The U.S. bank that received the largest portion of federal money during the Great Recession’s taxpayer-sponsored government bailout — a total of $476.2 billion in cash and guarantees — is now poised to replace tens of thousands of its call center employees with AI, according to Fortune.
Citigroup CEO Michael Corbat told the Financial Times this week that the effort will result in an improved experience for customers and cost savings for the company.
Citi is the fourth-largest U.S. bank and according to the FT spends about $8 billion each year on technology. The bank is also under pressure to trim costs.
Corbin said people will still staff the Citi’s call centers, as AI will be unable to handle certain issues beyond the more common questions customers might bring.
“There’ll always be the kind of thing where you’ve actually got to have someone to help solve,” Corbat said. “We don’t want people frustrated in that.”
Former Citi CEO Vikram Pandit said two years ago that up to one-third of the banks jobs potentially could be swapped out for AI within five years, Fortune noted.

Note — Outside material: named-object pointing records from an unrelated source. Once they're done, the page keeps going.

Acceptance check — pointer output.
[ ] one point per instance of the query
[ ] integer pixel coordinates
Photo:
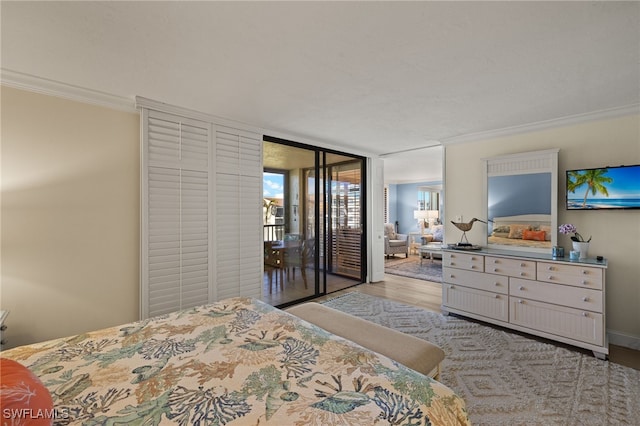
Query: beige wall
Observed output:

The bank has 209,000 employees worldwide.
CNBC reported in 2011, following a report from the Congressional Oversight Panel that oversaw the TARP program, that Citigroup raked in $476.2 billion in total bailout money after the financial crash in 2008.
Of that total, “$25 billion came from the TARP's CPP program, $68.6 billion came from the FDIC's TLGP debt issuance program, and $88 billion came from the Federal Reserve's TAF liquidity program, among others.”